Il convient d'attendre la mise en oeuvre de ces nouvelles prescriptions avant d'envisager d'autres mesures. En outre, le Conseil fédéral a déjà souligné que la mise en place d'un système unique nécessiterait de la part des utilisateurs des autres systèmes d'importants investissements financiers, en termes d'organisation et de temps. Parallèlement, la définition d'exigences minimales garantit, d'une part, qu'aucun système ne détienne une position monopolistique indésirable et, d'autre part, que le marché reste ouvert à des concurrents potentiels.

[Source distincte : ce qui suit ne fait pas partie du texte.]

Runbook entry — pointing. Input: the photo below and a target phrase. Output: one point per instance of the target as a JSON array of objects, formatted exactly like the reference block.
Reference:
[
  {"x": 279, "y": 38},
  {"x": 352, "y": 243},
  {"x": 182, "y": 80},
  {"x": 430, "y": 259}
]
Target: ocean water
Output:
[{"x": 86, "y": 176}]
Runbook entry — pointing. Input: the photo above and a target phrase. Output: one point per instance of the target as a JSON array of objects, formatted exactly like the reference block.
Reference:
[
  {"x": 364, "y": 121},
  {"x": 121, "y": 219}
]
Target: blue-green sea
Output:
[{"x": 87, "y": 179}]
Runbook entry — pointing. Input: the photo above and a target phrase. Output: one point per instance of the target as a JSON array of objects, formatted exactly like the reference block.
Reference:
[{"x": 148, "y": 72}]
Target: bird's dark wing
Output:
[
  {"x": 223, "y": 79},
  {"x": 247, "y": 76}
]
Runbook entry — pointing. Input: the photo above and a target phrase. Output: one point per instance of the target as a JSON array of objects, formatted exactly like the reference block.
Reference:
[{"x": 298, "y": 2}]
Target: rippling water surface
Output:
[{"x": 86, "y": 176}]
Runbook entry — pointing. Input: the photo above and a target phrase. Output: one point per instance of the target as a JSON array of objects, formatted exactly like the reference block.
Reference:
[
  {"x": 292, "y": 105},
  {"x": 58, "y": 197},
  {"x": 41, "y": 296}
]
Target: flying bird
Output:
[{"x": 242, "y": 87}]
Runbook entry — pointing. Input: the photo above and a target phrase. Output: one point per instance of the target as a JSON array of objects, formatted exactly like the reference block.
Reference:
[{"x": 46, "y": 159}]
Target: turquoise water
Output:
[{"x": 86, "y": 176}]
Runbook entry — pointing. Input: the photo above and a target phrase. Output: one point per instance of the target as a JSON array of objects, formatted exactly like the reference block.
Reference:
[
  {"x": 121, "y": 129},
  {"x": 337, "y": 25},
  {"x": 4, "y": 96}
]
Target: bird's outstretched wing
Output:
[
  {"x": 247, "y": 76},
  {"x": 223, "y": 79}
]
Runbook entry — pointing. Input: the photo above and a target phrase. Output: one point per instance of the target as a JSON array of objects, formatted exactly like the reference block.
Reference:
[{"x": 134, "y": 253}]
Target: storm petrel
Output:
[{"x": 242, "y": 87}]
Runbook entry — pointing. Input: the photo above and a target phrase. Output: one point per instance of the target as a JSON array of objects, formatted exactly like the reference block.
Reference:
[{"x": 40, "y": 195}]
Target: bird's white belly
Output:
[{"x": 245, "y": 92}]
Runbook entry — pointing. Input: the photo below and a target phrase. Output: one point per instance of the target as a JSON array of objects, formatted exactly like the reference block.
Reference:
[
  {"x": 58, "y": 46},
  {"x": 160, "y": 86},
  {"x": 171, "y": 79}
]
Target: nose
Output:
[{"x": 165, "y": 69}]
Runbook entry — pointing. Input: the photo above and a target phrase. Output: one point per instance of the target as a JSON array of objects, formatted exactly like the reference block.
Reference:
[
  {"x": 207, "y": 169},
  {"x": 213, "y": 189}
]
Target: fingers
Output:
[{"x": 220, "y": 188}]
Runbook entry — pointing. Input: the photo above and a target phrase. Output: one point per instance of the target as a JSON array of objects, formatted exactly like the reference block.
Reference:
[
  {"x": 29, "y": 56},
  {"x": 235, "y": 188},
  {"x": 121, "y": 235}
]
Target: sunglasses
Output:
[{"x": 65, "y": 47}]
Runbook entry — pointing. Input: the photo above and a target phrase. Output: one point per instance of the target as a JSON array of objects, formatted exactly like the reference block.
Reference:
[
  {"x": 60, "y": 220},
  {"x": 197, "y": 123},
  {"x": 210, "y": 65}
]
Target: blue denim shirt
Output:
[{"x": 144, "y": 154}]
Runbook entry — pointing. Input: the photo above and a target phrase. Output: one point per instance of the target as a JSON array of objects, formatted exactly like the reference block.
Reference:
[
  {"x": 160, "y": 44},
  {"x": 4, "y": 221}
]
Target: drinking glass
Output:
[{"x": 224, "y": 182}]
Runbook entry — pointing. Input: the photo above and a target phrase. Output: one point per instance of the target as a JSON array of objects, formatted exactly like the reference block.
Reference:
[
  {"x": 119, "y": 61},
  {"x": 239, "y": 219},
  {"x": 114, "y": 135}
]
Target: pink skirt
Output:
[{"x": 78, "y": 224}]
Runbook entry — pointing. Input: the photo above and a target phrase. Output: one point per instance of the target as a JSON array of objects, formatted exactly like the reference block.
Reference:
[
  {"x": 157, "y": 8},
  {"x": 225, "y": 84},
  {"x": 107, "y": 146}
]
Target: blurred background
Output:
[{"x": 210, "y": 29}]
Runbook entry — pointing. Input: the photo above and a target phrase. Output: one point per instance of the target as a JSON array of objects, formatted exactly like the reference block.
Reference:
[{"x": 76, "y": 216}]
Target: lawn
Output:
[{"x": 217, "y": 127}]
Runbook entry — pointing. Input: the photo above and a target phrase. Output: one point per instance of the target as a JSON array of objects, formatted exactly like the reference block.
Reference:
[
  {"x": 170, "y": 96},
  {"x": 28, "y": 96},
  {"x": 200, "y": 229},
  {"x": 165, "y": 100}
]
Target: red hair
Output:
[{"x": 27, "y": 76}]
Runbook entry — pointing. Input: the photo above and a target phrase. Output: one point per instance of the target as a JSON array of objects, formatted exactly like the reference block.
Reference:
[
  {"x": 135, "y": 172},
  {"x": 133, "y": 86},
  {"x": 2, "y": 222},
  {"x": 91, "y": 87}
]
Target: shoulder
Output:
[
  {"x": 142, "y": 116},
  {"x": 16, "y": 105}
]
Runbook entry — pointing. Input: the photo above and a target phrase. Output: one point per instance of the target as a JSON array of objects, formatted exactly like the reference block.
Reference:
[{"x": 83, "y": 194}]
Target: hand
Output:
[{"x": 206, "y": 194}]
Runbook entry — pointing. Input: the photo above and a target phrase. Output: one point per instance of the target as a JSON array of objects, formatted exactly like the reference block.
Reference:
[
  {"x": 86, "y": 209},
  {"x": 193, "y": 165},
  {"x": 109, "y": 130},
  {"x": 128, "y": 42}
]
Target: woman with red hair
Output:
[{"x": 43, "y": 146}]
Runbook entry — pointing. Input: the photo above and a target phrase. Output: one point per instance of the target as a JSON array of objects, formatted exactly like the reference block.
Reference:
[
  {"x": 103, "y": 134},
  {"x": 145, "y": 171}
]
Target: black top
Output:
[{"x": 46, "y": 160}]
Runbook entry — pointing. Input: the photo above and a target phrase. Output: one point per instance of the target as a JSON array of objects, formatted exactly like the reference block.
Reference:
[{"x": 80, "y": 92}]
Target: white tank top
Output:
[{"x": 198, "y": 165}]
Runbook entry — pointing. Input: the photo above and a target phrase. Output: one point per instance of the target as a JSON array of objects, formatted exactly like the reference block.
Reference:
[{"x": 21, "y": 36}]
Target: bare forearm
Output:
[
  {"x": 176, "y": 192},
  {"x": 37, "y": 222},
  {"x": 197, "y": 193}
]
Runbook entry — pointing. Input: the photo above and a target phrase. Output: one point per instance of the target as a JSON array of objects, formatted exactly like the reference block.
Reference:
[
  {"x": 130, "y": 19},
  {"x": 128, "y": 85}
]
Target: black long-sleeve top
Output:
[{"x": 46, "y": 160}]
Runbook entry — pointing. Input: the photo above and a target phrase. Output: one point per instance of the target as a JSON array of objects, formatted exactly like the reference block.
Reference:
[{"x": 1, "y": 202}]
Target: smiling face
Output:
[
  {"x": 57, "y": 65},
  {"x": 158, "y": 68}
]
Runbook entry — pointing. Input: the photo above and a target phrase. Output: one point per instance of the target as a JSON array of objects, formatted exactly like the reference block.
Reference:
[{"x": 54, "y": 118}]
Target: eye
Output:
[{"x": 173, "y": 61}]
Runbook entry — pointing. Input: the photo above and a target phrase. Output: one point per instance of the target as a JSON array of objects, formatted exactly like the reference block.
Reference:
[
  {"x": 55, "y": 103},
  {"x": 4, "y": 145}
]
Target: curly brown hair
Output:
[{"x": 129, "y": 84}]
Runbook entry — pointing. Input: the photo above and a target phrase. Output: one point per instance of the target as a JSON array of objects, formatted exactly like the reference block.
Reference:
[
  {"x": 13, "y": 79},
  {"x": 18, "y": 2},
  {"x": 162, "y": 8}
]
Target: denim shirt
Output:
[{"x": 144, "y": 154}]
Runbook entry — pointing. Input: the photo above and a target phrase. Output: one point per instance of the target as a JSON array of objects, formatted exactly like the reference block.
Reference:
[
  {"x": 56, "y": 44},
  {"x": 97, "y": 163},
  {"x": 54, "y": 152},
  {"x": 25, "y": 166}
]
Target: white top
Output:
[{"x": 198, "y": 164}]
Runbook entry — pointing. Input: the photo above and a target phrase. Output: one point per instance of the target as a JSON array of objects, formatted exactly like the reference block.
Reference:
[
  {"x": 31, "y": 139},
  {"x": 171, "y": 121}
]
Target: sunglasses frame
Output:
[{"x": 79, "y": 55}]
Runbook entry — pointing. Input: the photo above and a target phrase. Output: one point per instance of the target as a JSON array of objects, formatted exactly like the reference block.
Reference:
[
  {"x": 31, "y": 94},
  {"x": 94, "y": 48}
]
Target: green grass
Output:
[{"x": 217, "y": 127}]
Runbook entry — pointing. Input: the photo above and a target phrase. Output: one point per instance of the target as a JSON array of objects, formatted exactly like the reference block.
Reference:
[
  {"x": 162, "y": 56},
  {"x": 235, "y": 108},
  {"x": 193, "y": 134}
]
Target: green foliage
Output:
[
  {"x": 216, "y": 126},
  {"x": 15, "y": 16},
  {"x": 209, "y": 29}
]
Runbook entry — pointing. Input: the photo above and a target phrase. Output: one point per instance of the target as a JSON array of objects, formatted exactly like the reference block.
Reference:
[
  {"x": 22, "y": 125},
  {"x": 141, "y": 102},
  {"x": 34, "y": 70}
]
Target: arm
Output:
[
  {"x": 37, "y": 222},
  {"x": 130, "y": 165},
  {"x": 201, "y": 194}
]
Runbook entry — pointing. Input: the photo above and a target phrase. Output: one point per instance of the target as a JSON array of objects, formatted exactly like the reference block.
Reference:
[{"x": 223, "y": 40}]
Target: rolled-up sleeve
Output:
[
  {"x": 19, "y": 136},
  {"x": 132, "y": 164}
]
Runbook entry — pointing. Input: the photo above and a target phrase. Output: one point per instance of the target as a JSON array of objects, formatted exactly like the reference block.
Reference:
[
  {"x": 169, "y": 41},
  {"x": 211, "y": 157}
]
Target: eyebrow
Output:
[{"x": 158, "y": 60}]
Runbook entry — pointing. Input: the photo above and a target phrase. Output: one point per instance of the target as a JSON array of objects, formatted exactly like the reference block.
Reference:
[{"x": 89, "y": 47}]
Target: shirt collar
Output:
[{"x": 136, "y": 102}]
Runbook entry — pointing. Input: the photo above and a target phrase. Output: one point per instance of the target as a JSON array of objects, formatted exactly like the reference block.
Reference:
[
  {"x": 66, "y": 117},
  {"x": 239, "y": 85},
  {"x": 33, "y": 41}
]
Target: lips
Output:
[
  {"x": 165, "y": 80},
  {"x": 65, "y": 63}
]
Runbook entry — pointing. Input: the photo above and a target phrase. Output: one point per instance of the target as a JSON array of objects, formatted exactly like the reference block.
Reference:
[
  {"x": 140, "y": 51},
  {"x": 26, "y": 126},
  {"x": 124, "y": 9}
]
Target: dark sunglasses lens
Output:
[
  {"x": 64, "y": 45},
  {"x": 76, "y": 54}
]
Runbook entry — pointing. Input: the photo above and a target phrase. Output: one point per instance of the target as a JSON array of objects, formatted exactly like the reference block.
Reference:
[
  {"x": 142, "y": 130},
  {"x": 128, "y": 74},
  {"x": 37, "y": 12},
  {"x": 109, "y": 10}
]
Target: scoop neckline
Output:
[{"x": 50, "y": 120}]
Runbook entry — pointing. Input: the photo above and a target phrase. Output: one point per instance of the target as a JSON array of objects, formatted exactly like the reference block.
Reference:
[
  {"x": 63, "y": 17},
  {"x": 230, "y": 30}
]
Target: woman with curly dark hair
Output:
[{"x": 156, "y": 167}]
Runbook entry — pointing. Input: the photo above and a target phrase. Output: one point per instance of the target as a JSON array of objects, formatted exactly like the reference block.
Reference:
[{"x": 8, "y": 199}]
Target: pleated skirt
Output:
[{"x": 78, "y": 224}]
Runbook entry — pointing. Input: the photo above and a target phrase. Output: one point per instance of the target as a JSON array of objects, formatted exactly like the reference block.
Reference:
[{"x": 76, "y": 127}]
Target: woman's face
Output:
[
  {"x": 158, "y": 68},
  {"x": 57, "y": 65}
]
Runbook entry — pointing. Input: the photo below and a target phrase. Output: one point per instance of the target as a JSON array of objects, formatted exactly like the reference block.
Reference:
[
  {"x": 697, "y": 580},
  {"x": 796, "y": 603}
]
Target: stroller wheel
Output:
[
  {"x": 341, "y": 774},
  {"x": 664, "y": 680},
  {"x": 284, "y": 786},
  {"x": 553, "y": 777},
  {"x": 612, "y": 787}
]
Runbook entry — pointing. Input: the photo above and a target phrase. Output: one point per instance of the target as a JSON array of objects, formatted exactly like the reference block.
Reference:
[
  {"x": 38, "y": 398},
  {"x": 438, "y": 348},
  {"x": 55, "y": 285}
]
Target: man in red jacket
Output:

De plus, dans le cadre du postulat CSSS-N 19.3002 " Soins et financement uniforme des prestations stationnaires et ambulatoires ", le Conseil fédéral travaille actuellement, en collaboration avec les cantons et les associations de fournisseurs de prestations et d'assureurs, à l'élaboration de bases visant à examiner si les prestations de soins pourraient être intégrées dans un système de financement uniforme des prestations ambulatoires et stationnaires. Ces bases comprennent non seulement la transparence des coûts et une délimitation uniforme des prestations de soins et d'assistance, mais aussi des règles de rémunération uniformes pour les prestations de soins. En vue d'une éventuelle intégration dans un système de financement uniforme, des travaux de base sont donc en cours concernant la future rémunération des prestations de soins ; ils ne devraient pas être anticipés.
Le Conseil fédéral propose de rejeter la motion.